Someone explain this math problem to me

[pureGold]

ln(x) = 1 - ln(4x+1)

 

My original steps go as:

 

e^ln(x) = e^(1 - ln(4x+1))

 

x = e - (4x + 1)

 

x = e - 4x - 1

 

5x = e - 1

 

x = (e-1)/5

 

 

 

Correct Steps:

 

ln(x) = 1 - ln(4x+1)

 

ln(x) + ln(4x+1) = 1

 

ln(x(4x+1)) = 1

 

e^ln(x(4x+1)) = e^1

 

x(4x+1) = e

 

4x^2 + x - e = 0

 

 

Why are my original steps incorrect? 

[TheMechEngineer]

The correct method converts the equation into a quadratic equation.

That's the first thing I noticed.

[Glenwing]

ln(x) = 1 - ln(4x+1)

 

My original steps go as:

 

e^ln(x) = e^(1 - ln(4x+1))

 

x = e - (4x + 1)

 

x = e - 4x - 1

 

5x = e - 1

 

x = (e-1)/5

 

 

 

Correct Steps:

 

ln(x) = 1 - ln(4x+1)

 

ln(x) + ln(4x+1) = 1

 

ln(x(4x+1)) = 1

 

e^ln(x(4x+1)) = e^1

 

x(4x+1) = e

 

4x^2 + x - e = 0

 

 

Why are my original steps incorrect?

 

Going from your first to your second step is the wrong move.

 

e^(A+ B) is not equal to e^A + e^B, you can easily prove this: e^(1+1) = e^2, but splitting that into (e^1 + e^1) = e + e = 2e, which is not the same as e^2.

[Jacona]

This part.

e^ln(x) = e^(1 - ln(4x+1))

 

x = e - (4x + 1)

 

e^(1-ln(4x+1) is not e - (4x + 1)

 

It's e/(4x+1)

[pureGold]

 

Going from your first to your second step is the wrong move.

 

e^(A+ B) is not equal to e^A + e^B, you can easily prove this: e^(1+1) = e^2, but splitting that into (e^1 + e^1) = e + e = 2e, which is not the same as e^2.

 

Ahhh, makes sense. When would the case be where it would like A^B + A^C?

[Glenwing]

Ahhh, makes sense. When would the case be where it would like A^B + A^C?

I'm not sure what you mean by that question

[pureGold]

I'm not sure what you mean by that question

 

Hm.. how do I put this?
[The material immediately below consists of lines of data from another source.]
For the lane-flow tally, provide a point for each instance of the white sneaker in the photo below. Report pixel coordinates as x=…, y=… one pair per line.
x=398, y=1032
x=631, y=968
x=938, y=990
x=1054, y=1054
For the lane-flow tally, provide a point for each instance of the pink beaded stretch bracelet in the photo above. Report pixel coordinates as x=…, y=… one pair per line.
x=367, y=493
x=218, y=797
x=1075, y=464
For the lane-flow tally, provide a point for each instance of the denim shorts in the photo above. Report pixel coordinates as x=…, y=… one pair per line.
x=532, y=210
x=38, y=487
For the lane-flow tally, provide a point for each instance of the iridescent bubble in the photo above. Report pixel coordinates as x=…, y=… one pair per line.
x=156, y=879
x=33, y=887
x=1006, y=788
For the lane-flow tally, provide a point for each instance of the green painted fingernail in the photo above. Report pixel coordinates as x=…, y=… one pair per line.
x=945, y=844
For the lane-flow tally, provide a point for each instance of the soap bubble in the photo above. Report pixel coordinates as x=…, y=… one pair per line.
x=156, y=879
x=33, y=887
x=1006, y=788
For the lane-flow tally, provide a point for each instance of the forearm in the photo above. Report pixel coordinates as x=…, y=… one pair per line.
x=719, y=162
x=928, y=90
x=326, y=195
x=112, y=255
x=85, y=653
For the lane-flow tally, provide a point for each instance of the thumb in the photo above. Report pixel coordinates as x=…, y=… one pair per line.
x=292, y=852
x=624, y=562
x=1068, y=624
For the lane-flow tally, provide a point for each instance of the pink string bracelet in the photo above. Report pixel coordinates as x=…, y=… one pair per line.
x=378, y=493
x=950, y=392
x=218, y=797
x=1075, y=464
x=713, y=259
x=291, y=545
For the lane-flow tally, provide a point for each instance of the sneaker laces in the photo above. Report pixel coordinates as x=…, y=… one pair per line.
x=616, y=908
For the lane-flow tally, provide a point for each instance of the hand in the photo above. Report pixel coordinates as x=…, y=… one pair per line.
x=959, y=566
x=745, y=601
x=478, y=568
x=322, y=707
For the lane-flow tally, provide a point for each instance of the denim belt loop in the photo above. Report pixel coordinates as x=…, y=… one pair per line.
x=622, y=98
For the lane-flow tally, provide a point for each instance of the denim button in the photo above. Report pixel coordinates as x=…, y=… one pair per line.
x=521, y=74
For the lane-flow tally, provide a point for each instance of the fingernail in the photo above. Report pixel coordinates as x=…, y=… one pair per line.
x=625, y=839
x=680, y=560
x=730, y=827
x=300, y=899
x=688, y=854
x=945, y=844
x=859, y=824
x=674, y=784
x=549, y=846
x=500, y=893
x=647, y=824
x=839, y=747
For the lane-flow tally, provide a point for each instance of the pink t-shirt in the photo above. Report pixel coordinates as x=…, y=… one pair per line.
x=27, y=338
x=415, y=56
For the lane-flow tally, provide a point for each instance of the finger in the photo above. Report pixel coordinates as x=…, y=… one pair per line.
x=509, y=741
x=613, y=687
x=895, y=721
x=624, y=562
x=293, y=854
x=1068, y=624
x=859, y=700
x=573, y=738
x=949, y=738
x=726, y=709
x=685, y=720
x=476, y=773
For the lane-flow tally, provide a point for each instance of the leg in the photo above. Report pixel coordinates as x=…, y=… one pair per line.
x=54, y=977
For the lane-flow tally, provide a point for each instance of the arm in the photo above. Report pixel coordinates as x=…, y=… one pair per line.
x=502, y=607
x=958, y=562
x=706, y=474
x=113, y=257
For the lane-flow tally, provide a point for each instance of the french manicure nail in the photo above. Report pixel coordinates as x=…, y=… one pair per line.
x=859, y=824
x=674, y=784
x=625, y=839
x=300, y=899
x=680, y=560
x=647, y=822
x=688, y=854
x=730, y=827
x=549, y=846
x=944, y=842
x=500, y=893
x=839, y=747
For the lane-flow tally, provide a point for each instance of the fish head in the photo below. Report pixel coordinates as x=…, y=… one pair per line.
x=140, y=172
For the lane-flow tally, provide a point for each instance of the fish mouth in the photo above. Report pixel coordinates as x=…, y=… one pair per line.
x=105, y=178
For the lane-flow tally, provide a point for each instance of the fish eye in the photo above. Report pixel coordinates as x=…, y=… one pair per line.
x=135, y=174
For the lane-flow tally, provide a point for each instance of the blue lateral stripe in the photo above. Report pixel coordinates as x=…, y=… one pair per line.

Like, when will a 6^3x + 6^2 happen if it can happen at all? If it can't be 6^(3x + 2)?

[Glenwing]

Hm.. how do I put this? Like, when will a 6^3x + 6^2 happen if it can happen at all? If it can't be 6^(3x + 2)?

 

I don't think there's any situation where you can add exponentiated numbers like that, even if they have the same base. The most you can do is pull out numbers to lower the exponents... Like if you had (x² + x³), that's really (x•x + x•x•x), so you can pull an x out in front and make it x•(x¹ + x²), and you could pull out another and make it x²(x⁰ + x¹) [which is x²(1 + x)] if that were helpful in a problem somehow. Maybe if you had an (x+1) on the bottom of a fraction and you wanted to cancel it out, or something...

 

6^3x + 6² you could turn into 6² • (6^(3x-2) + 6^2-2) [which is 6 • (6^(3x-2) + 1)] if you wanted to. It might help in certain problems. But overall, no there's not much you can do with addition of two terms with exponents attached to them.

[pureGold]

 

I don't think there's any situation where you can add exponentiated numbers like that, even if they have the same base. The most you can do is pull out numbers to lower the exponents... Like if you had (x² + x³), that's really (x•x + x•x•x), so you can pull an x out in front and make it x•(x¹ + x²), and you could pull out another and make it x²(x⁰ + x¹) [which is x²(1 + x)] if that were helpful in a problem somehow. Maybe if you had an (x+1) on the bottom of a fraction and you wanted to cancel it out, or something...

 

6^3x + 6² you could turn into 6² • (6^(3x-2) + 6^2-2) [which is 6 • (6^(3x-2) + 1)] if you wanted to. It might help in certain problems. But overall, no there's not much you can do with addition of two terms with exponents attached to them.

 

 

I don't think there's any situation where you can add exponentiated numbers like that, even if they have the same base. The most you can do is pull out numbers to lower the exponents... Like if you had (x² + x³), that's really (x•x + x•x•x), so you can pull an x out in front and make it x•(x¹ + x²), and you could pull out another and make it x²(x⁰ + x¹) [which is x²(1 + x)] if that were helpful in a problem somehow. Maybe if you had an (x+1) on the bottom of a fraction and you wanted to cancel it out, or something...

 

6^3x + 6² you could turn into 6² • (6^(3x-2) + 6^2-2) [which is 6 • (6^(3x-2) + 1)] if you wanted to. It might help in certain problems. But overall, no there's not much you can do with addition of two terms with exponents attached to them.

 

Thanks for the mini math lesson today!